Abgeordnete türkischer Abstammung im Deutschen Bundestag: Lale Agkün, Ekin Deligöz, Cem Özdemir
Die Verhältnisse im Bereich der wirtschaftlichen Integration komplex. Im April 1999 waren 3,5 Mio. Ausländer erwerbstätig. Damit betrug der Anteil der Berufstätigen an der gesamten ausländischen Wohnbevölkerung 49 %, was in etwa dem entsprechenden Anteil der Gesamtbevölkerung in Deutschland entsprach. Allerdings hat die allgemein geringere Qualifikation der Ausländer zur Folge, dass sie überwiegend als Arbeiter tätig sind, während sie in gehobenen und höheren Funktionen relativ selten Beschäftigung finden [1] .

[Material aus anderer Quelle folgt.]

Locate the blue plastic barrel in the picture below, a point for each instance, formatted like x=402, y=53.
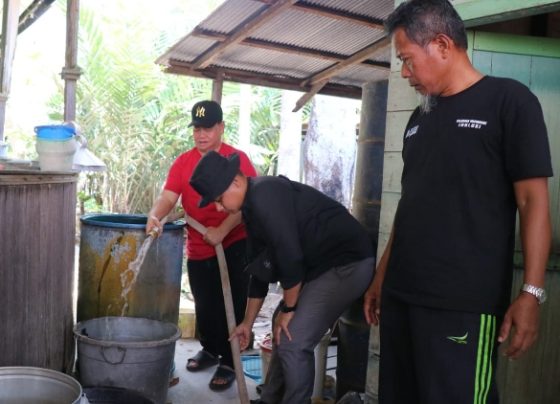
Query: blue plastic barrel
x=54, y=132
x=108, y=244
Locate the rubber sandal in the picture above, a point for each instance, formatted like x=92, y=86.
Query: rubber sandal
x=202, y=360
x=225, y=373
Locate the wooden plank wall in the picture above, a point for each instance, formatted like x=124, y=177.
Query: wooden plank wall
x=37, y=231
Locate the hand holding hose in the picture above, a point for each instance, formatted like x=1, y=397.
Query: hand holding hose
x=154, y=226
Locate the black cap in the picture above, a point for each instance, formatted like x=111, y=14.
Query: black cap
x=212, y=175
x=206, y=114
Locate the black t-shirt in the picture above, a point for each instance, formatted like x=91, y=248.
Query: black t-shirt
x=303, y=231
x=455, y=222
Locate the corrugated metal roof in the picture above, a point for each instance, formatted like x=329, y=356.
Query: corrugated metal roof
x=330, y=46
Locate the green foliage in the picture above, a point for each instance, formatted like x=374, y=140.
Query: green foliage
x=265, y=128
x=135, y=117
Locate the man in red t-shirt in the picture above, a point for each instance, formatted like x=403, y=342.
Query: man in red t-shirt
x=202, y=264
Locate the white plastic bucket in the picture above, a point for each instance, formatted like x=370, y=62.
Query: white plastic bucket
x=56, y=155
x=30, y=385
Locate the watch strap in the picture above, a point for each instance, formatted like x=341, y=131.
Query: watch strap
x=539, y=293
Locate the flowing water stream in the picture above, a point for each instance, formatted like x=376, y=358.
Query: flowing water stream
x=128, y=277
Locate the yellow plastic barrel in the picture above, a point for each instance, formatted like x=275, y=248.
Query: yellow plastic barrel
x=109, y=243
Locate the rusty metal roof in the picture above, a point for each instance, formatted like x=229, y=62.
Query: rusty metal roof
x=327, y=46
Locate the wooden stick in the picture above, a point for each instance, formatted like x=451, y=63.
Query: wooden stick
x=230, y=315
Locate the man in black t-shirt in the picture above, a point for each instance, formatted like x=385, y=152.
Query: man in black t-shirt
x=311, y=244
x=475, y=152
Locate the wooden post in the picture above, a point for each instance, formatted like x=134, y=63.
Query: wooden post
x=217, y=88
x=71, y=72
x=9, y=35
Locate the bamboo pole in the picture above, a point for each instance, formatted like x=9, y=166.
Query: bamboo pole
x=8, y=47
x=71, y=72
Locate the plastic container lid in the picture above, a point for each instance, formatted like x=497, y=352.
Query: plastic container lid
x=54, y=132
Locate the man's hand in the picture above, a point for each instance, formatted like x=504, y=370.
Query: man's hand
x=281, y=324
x=372, y=299
x=243, y=332
x=523, y=318
x=154, y=226
x=214, y=235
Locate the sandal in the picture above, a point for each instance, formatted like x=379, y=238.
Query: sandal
x=223, y=373
x=202, y=360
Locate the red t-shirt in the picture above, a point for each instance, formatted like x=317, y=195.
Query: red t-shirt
x=178, y=182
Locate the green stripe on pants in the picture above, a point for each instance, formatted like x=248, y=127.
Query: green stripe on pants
x=483, y=375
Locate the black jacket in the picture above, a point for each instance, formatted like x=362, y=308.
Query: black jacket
x=300, y=231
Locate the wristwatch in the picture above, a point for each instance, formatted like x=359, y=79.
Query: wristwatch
x=287, y=309
x=539, y=293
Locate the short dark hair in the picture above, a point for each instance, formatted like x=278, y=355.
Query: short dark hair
x=422, y=20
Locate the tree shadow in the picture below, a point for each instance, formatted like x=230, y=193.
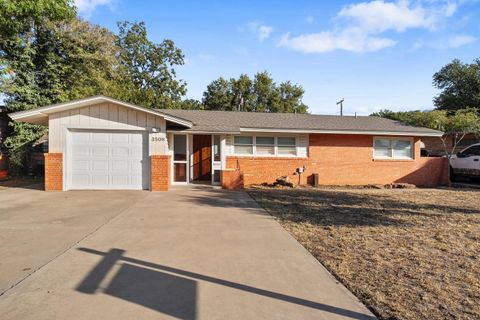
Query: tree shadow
x=171, y=290
x=333, y=208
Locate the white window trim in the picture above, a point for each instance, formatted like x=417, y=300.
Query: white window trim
x=393, y=158
x=276, y=154
x=172, y=163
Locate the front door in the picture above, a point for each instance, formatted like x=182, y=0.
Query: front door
x=202, y=157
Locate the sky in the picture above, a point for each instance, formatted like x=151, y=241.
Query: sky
x=374, y=54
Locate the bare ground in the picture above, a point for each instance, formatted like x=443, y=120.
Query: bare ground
x=407, y=254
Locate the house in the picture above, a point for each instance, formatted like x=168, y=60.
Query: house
x=102, y=143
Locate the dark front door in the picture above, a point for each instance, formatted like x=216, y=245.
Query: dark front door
x=202, y=157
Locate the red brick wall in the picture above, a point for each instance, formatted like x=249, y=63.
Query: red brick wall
x=160, y=172
x=342, y=160
x=53, y=171
x=232, y=179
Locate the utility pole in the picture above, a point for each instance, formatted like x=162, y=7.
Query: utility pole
x=341, y=106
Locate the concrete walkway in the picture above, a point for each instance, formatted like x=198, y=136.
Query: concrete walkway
x=191, y=253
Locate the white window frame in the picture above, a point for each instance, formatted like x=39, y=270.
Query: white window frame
x=253, y=145
x=186, y=161
x=392, y=157
x=286, y=155
x=275, y=138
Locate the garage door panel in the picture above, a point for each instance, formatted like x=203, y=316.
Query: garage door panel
x=100, y=165
x=136, y=139
x=81, y=137
x=120, y=180
x=82, y=165
x=100, y=180
x=100, y=151
x=108, y=160
x=80, y=179
x=120, y=138
x=121, y=152
x=119, y=166
x=101, y=137
x=81, y=151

Erwerbstätige Ausländer nach der Stellung im Beruf
Quelle: www.isoplan.de/aid/2000-1/statistik.htm
Manche Wirtschaftszweige weisen einen besonders hohen Ausländeranteil auf. So arbeiten Italiener häufig im Gaststätten- und Hotelgewerbe, Portugiesen und Türken in der Automobilindustrie, Spanier im Handel. Mitbürger aus dem ehemaligen Jugoslawen finden sich bevorzugt im Baugewerbe. Vielfach handelt es sich um angelernte Tätigkeiten sowie um Schicht- und Akkordarbeit. Allerdings ist in den letzten Jahren die Zahl der Ausländer gestiegen, die eine selbständige Tätigkeit ausüben. So gibt es z.B. allein in Berlin 5.000 türkische Unternehmen mit etwa 20.000 Mitarbeitern, die in ganz unterschiedlichen Bereichen der Wirtschaft tätig sind.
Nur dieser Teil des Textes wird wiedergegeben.